The Problem: To manage memory effectively to maximize CPU utilization. Select highest degree of multiprogramming that doesn't run into excessive thrashing, and dole out memory to each running process.
Paper includes a history of research in this area. Focuses on the author's Working Set (WS) policy, and argues that it is nearly optimal.
`Working set' at time t is the set of pages which have been referenced at least once since time t-a, for some tuning parameter a.

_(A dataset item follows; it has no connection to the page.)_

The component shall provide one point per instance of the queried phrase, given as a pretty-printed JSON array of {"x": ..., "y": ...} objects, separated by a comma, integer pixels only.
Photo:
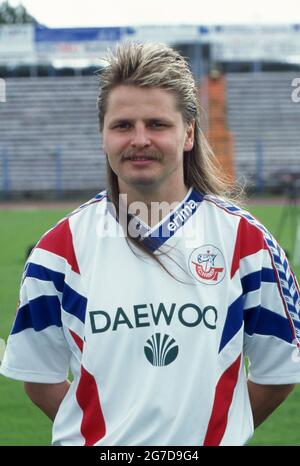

WS policy gives the program just enough memory to contain its `working set', and leaves exactly the pages in the `working set' resident.
Measuring per-process demand for memory: collect traces of a program's memory references, measure performance of the optimal lookahead memory management policy (which unfortunately can't be implemented because it looks into the future!), and use that as an upper bound on the performance possible for any implementable policy.
Theoretical models for program behavior and memory usage: locality, phase-transition models (a program undergoes long phases of very good locality, separated by short transitions of random memory accesses), measurements (2% of time is spent in transitions, 50% of page faults occur in transitions, fault rates 100 to 1000 times higher in transitions than in phases), queuing models, lots of boring theory and formulas.
Implementing optimal memory management: ``L = S criterion'' (heuristic: increase degree of multiprogramming until mean-time-between-page-faults is about equal to mean-time-to-service-a-fault), ``50 percent criterion'' (heuristic: increase degree of multiprogramming until swap device is about 50% utilized; closely related to ``L = S criterion''), global manager (adaptively sets degree of multiprogramming at optimal level suggested by heuristics), local managers (per-process manager monitors a program's `working set' and implements WS), WS empirically keeps space-time products near optimal (better than CLOCK, LRU, PFF; within 5%--30% of optimal lookahead policy).
Hardware device supporting WS: each page has counter and process identifier, a page reference sets counter to 0, clock interrupt increments every counter in the current process, when a page's counter overflows the page is considered removed from the `working set' and ought to be paged out.

Possible criticisms and areas for discussion:

The problem was motivated in the era of batch programming, where there were plenty of asynchronous jobs ready to run. Is this problem-- and controlling degree of multiprogramming-- even relevant anymore? (In other words, does thrashing ever really happen today?-- and does it ever happen because of memory contention from many programs?)
Lots of queuing theory, formal models, derived formulas. Need more performance measurements of real performance for common applications to validate them. Is memory management really a bottleneck?
Considering the main memory as a first-level cache for the swap device, Denning concentrates solely on reducing miss rates by improving block replacement strategies and per-process cache sizes. Interesting to see effect of WS on hit times (or miss times)-- is the extra complexity of managing WS worth the reduced miss rates, or does the complexity become a bottleneck? What about other strategies for reducing access times?